The likes of left-hander Carlos Rodon, right-hander Lucas Giolito (now at Triple-A), Lopez, Kopech and right-hander Dylan Cease (Class-A) project as future rotation hopefuls, with the bullpen as a fallback option too. They’ll all be closely monitored across various levels as this season finishes and spring training rolls around next February.

The manner in which the White Sox has since added young position-player talent after its initial influx of high-potential pitchers gives some reason to believe contention could come early that expected when looking at the big picture.

And as Hahn points out, the accumulation of so much young talent is the point, because he knows not every prospect will pan out.

“It is not about holding your breath that it works out,” Hahn said. “This is about people understanding that how one individual player performs does not mandate how the entire process is going.
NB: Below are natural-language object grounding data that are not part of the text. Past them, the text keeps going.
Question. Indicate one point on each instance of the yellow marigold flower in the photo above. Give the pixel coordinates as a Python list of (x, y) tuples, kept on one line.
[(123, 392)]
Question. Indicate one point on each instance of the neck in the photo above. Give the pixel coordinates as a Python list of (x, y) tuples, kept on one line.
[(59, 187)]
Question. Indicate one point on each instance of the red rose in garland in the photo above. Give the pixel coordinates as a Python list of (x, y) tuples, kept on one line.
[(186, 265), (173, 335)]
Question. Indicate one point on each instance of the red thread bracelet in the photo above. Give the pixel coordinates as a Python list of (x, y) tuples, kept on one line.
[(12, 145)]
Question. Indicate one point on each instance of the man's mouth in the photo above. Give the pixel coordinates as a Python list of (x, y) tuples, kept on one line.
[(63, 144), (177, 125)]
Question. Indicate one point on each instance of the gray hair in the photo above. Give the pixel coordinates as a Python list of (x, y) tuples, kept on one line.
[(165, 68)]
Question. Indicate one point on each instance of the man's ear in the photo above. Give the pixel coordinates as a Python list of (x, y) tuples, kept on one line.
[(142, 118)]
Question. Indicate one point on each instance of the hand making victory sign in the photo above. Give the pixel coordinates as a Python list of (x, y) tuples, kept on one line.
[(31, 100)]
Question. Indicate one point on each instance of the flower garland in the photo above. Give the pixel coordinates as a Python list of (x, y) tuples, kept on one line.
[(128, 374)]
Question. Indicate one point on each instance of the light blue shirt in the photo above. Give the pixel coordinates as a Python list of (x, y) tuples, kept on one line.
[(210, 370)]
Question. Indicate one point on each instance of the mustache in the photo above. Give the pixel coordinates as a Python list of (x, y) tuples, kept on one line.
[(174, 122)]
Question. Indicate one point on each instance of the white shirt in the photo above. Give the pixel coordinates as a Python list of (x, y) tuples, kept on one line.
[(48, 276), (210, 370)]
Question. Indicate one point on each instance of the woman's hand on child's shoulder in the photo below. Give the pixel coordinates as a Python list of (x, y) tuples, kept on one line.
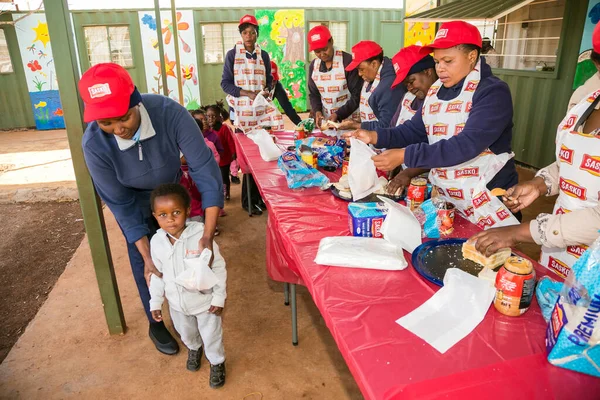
[(215, 310), (157, 315)]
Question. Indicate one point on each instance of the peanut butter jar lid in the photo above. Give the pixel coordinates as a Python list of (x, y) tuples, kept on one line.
[(518, 265)]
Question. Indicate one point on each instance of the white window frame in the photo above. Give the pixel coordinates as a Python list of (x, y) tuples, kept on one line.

“We really value Moncada. We think he will be a real impact player in the major leagues for a long time. How he does in his first 100 plate appearances doesn’t indicate what type of player he will be long term. It certainly doesn’t indicate how this rebuild is going. He is one piece of many we control in the organization. We will likely have to go outside of the organization to augment what group grows together, to be that type of impact players. Candidly, we will not know that for several years as this group comes together.”